W(h)ither orbital pseudotumor?


Agir H., Aburn N., Davis C., MacKinnon C., Tan S. T.

JOURNAL OF CRANIOFACIAL SURGERY, cilt.18, ss.1148-1153, 2007 (SCI İndekslerine Giren Dergi) identifier identifier identifier

  • Cilt numarası: 18 Konu: 5
  • Basım Tarihi: 2007
  • Doi Numarası: 10.1097/scs.0b013e31814510bb
  • Dergi Adı: JOURNAL OF CRANIOFACIAL SURGERY
  • Sayfa Sayıları: ss.1148-1153

Özet

Orbital pseudotumor is a nonspecific, idiopathic benign inflammatory process characterized by a polymorphous lymphoid infiltrate with varying degrees of fibrosis. We retrospectively reviewed the clinical presentation, management, and progress of six consecutive patients referred to our service with an initial diagnosis of orbital pseudotumor to underscore the challenge and pitfalls in managing this group of patients. Three male and three female patients, aged 27 to 74 years, presented with a variety of ophthalmologic problems, including orbital swelling, chemosis proptosis, blepharoptosis, restricted eye motion, diplopia, an visual loss. The initial diagnosis of orbital pseudotumor was based on clinical findings, results of routine laboratory screening tests, computed tomographic and/or magnetic resonance imaging scans, and the response to corticosteroid treatment in three patients. In these three patients, the final diagnosis of orbital pseudotumor was confidently made only in one patient who remained in remission after corticosteroid therapy. The remaining two patients had Miller-Fisher syndrome and thyroid ophthalmopathy.

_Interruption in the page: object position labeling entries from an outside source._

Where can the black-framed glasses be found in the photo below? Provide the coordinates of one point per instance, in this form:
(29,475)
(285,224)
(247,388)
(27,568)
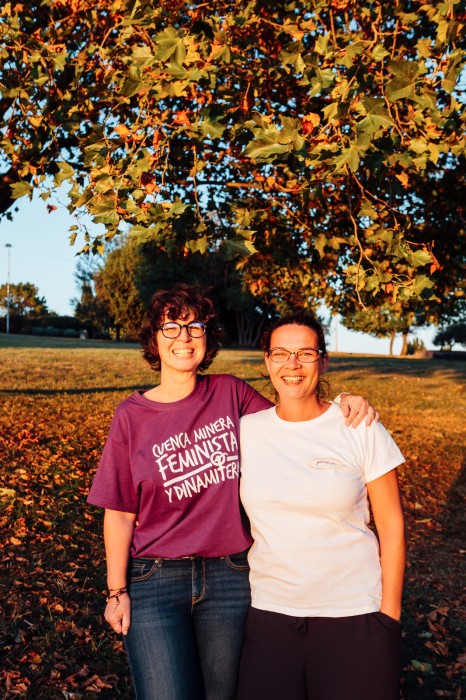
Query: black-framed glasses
(171,329)
(303,354)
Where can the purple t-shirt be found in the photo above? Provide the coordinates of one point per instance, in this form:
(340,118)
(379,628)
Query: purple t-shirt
(176,466)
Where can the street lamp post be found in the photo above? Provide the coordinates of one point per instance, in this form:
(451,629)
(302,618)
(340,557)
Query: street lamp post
(8,245)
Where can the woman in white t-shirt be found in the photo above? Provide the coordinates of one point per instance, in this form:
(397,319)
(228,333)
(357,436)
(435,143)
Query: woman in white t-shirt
(326,594)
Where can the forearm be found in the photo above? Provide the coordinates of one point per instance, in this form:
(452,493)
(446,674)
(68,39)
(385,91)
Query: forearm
(385,500)
(118,535)
(392,559)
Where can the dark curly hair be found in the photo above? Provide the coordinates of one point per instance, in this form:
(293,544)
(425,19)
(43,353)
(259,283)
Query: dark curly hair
(300,318)
(180,302)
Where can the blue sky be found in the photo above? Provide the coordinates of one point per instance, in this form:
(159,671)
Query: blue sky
(41,254)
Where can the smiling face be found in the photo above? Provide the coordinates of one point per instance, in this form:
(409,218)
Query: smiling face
(295,380)
(183,354)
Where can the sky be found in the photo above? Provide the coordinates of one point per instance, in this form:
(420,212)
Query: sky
(40,253)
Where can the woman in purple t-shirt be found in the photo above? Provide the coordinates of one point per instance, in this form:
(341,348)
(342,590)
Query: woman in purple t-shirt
(176,537)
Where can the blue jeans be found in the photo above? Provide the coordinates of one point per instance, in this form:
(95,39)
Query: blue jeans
(187,623)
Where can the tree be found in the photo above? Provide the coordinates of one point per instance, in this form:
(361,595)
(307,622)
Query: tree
(91,311)
(236,123)
(24,300)
(381,322)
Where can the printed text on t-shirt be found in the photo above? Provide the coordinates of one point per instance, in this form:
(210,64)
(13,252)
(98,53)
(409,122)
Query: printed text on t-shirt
(189,463)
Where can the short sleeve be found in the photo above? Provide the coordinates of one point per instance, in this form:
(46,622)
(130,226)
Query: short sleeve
(113,486)
(381,454)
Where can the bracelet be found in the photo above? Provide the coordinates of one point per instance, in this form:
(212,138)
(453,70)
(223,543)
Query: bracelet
(116,595)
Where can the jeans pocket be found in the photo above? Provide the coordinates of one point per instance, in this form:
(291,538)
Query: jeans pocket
(388,622)
(141,569)
(238,561)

Three other patients initially diagnosed with orbital pseudotumor underwent biopsy through an orbitotomy with comprehensive histopathologic evaluation. Two of these patients were subsequently diagnosed with non-Hodgkin lymphoma. Orbital pseudotumor belongs to a spectrum of lymphocytic infiltrative orbital conditions. It is a diagnosis of exclusion. The initial diagnosis must be regarded as provisional, and failure of complete resolution with corticosteroid therapy should heighten the index of suspicion and a biopsy should be considered. However, diagnosis may be difficult even with comprehensive histopathologic studies.